Pass variables to closure

Description

By default, closures capture their environment by borrowing. Or you can use a move-closure to move the whole environment. However, often you want to move just some variables to the closure, give it a copy of some data, pass by reference, or perform some other transformation.
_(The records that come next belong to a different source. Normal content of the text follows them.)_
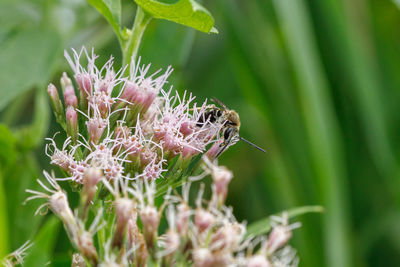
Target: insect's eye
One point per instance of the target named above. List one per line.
(227, 133)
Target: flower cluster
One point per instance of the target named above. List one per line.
(134, 149)
(124, 125)
(200, 232)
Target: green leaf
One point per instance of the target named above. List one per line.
(111, 11)
(3, 221)
(16, 178)
(43, 245)
(8, 151)
(31, 136)
(26, 59)
(263, 226)
(185, 12)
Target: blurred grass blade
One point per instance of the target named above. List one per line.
(35, 50)
(4, 247)
(41, 252)
(263, 226)
(185, 12)
(324, 135)
(111, 11)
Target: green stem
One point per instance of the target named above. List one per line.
(131, 47)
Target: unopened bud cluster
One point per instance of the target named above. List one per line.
(133, 150)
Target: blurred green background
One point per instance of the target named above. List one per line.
(316, 83)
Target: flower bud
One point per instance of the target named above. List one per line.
(221, 178)
(130, 91)
(142, 252)
(150, 220)
(182, 218)
(78, 260)
(187, 127)
(124, 208)
(60, 206)
(91, 178)
(84, 82)
(257, 261)
(87, 248)
(172, 241)
(72, 123)
(203, 220)
(95, 127)
(70, 98)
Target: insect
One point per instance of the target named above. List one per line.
(230, 124)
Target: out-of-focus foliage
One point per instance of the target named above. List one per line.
(316, 83)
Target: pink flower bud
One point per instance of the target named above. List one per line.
(189, 152)
(95, 127)
(257, 261)
(86, 247)
(55, 101)
(187, 127)
(78, 261)
(65, 81)
(60, 206)
(182, 218)
(221, 178)
(124, 208)
(148, 99)
(203, 219)
(130, 91)
(172, 241)
(72, 122)
(202, 257)
(71, 100)
(84, 82)
(213, 151)
(91, 178)
(150, 220)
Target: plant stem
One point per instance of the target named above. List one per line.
(131, 47)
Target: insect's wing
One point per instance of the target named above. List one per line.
(219, 103)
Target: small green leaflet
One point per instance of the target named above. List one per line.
(263, 226)
(185, 12)
(111, 11)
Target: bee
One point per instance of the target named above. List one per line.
(230, 121)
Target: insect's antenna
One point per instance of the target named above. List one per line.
(253, 145)
(221, 150)
(219, 103)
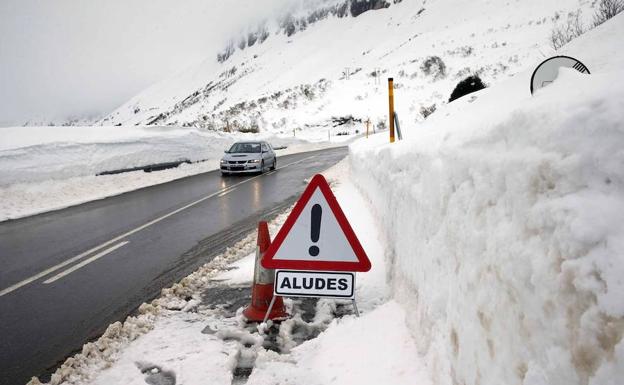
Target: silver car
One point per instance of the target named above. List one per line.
(247, 157)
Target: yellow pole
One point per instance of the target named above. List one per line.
(391, 108)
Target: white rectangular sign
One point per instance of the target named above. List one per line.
(297, 283)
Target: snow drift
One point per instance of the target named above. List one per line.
(503, 212)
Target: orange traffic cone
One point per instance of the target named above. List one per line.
(262, 290)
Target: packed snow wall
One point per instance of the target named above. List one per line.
(503, 221)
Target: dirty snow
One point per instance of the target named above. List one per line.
(196, 344)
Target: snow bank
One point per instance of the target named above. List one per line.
(503, 218)
(33, 154)
(49, 168)
(375, 349)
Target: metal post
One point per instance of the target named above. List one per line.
(357, 312)
(398, 126)
(266, 317)
(391, 107)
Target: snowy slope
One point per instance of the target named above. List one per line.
(329, 69)
(503, 213)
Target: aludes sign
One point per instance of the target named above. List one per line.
(316, 252)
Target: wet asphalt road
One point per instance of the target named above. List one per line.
(138, 242)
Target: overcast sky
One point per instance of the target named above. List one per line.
(61, 58)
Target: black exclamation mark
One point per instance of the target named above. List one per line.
(315, 228)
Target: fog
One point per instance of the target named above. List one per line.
(62, 58)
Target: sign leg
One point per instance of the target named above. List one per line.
(266, 316)
(357, 312)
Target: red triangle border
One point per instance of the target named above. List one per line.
(363, 264)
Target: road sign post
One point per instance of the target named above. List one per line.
(316, 252)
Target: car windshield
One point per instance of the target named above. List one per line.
(238, 148)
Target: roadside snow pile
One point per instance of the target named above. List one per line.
(503, 215)
(34, 154)
(185, 337)
(48, 168)
(427, 46)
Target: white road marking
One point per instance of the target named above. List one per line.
(227, 191)
(85, 262)
(136, 230)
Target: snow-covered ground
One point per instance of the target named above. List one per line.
(337, 67)
(503, 219)
(494, 228)
(177, 335)
(48, 168)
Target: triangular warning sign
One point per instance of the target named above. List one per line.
(316, 236)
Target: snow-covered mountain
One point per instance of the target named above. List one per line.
(306, 71)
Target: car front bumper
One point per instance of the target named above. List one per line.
(240, 169)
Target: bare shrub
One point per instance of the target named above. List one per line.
(566, 32)
(434, 66)
(606, 10)
(426, 111)
(226, 53)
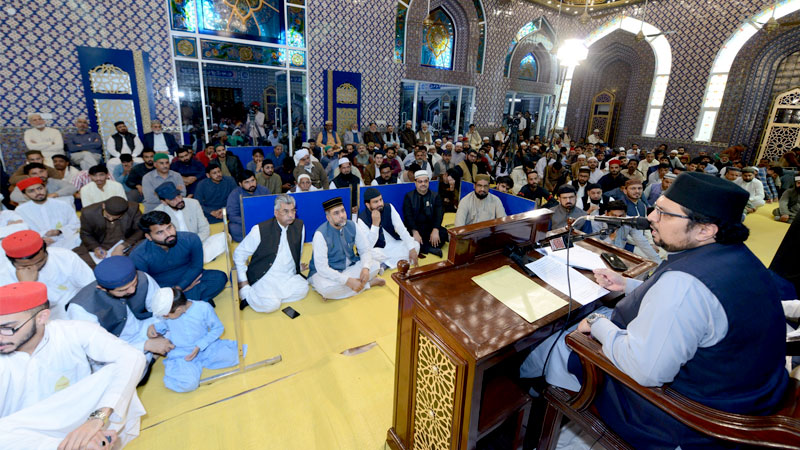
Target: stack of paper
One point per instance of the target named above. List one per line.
(554, 272)
(520, 293)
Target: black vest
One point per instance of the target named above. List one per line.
(267, 250)
(111, 311)
(128, 139)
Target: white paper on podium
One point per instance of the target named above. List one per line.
(554, 272)
(578, 257)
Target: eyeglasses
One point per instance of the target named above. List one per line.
(7, 331)
(661, 212)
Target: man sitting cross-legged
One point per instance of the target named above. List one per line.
(387, 233)
(52, 397)
(274, 247)
(335, 270)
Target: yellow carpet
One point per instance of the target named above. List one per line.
(316, 397)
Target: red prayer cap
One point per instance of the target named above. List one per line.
(22, 244)
(28, 182)
(22, 296)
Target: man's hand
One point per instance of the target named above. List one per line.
(435, 241)
(192, 355)
(376, 218)
(609, 279)
(354, 284)
(85, 436)
(27, 273)
(584, 327)
(159, 345)
(413, 257)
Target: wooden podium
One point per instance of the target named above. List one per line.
(451, 333)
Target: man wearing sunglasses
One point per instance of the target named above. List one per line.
(51, 396)
(708, 321)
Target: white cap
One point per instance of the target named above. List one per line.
(300, 154)
(162, 302)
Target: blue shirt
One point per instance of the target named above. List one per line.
(199, 327)
(213, 196)
(234, 205)
(176, 266)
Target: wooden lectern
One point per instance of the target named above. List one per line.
(450, 333)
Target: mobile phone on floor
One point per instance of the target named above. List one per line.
(614, 261)
(289, 311)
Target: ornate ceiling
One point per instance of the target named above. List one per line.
(578, 5)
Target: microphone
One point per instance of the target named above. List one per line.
(638, 223)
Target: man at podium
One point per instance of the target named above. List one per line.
(692, 323)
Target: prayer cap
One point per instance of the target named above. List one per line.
(114, 272)
(370, 194)
(116, 206)
(162, 302)
(300, 154)
(332, 203)
(708, 195)
(565, 189)
(22, 296)
(28, 182)
(167, 191)
(22, 244)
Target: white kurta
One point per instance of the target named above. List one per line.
(50, 393)
(53, 215)
(64, 274)
(281, 283)
(135, 330)
(395, 249)
(329, 282)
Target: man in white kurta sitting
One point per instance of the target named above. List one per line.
(121, 301)
(335, 270)
(187, 215)
(27, 258)
(53, 219)
(43, 138)
(388, 236)
(121, 142)
(51, 396)
(479, 205)
(101, 188)
(274, 247)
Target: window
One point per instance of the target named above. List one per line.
(438, 38)
(528, 68)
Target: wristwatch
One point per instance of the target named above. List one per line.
(592, 318)
(99, 414)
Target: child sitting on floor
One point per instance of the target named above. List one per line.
(194, 329)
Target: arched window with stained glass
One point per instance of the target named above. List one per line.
(438, 40)
(529, 68)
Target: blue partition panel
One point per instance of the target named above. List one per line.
(513, 204)
(309, 208)
(245, 154)
(394, 194)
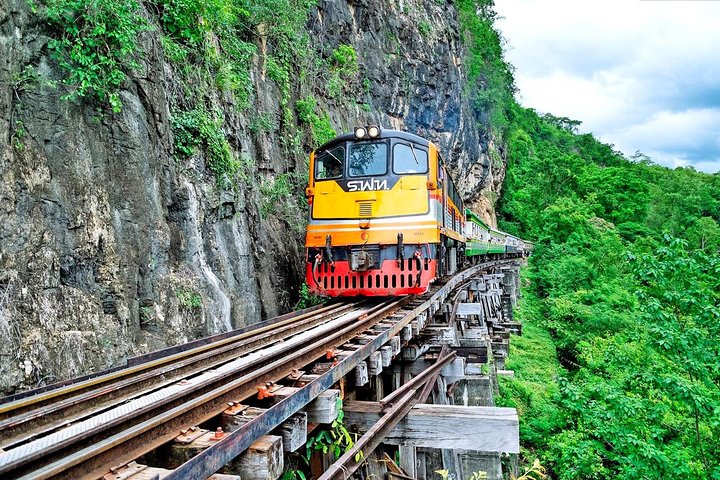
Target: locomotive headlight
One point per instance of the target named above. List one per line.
(360, 132)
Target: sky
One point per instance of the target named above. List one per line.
(643, 75)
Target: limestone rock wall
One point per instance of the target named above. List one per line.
(110, 248)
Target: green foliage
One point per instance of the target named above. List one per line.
(337, 439)
(616, 373)
(343, 70)
(293, 474)
(320, 126)
(189, 299)
(275, 192)
(307, 299)
(535, 472)
(96, 43)
(198, 129)
(263, 123)
(345, 59)
(18, 136)
(491, 77)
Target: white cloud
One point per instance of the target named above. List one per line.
(643, 75)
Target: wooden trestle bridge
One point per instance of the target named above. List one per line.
(416, 377)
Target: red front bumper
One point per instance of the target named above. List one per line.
(390, 280)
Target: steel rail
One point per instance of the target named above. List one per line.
(347, 464)
(64, 390)
(95, 459)
(17, 430)
(121, 447)
(215, 457)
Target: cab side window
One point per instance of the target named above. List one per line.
(368, 159)
(330, 164)
(409, 159)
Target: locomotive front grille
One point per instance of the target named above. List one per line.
(365, 209)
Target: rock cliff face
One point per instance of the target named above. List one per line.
(110, 247)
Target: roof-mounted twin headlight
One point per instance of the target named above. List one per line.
(372, 131)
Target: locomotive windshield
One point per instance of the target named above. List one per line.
(409, 159)
(330, 164)
(368, 159)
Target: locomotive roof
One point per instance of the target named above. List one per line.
(383, 135)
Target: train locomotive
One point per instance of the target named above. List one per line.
(387, 219)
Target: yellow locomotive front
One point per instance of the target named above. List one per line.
(376, 214)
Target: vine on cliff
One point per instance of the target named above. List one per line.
(96, 43)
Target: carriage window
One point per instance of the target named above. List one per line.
(368, 159)
(330, 164)
(409, 159)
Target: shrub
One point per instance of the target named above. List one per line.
(96, 43)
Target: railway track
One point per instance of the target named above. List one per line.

Use variable rebinding in a separate scope for that.

Example

Use

#![allow(unused)]
fn main() {
use std::rc::Rc;

let num1 = Rc::new(1);
let num2 = Rc::new(2);
let num3 = Rc::new(3);
let closure = {
    // `num1` is moved
    let num2 = num2.clone();  // `num2` is cloned
    let num3 = num3.as_ref();  // `num3` is borrowed
    move || {
        *num1 + *num2 + *num3;
    }
};
}

instead of

#![allow(unused)]
fn main() {
use std::rc::Rc;

let num1 = Rc::new(1);
let num2 = Rc::new(2);
let num3 = Rc::new(3);

let num2_cloned = num2.clone();
let num3_borrowed = num3.as_ref();
let closure = move || {
    *num1 + *num2_cloned + *num3_borrowed;
};
}

Advantages

Copied data are grouped together with the closure definition, so their purpose is more clear, and they will be dropped immediately even if they are not consumed by the closure.

The closure uses the same variable names as the surrounding code, whether data are copied or moved.

Disadvantages

Additional indentation of the closure body.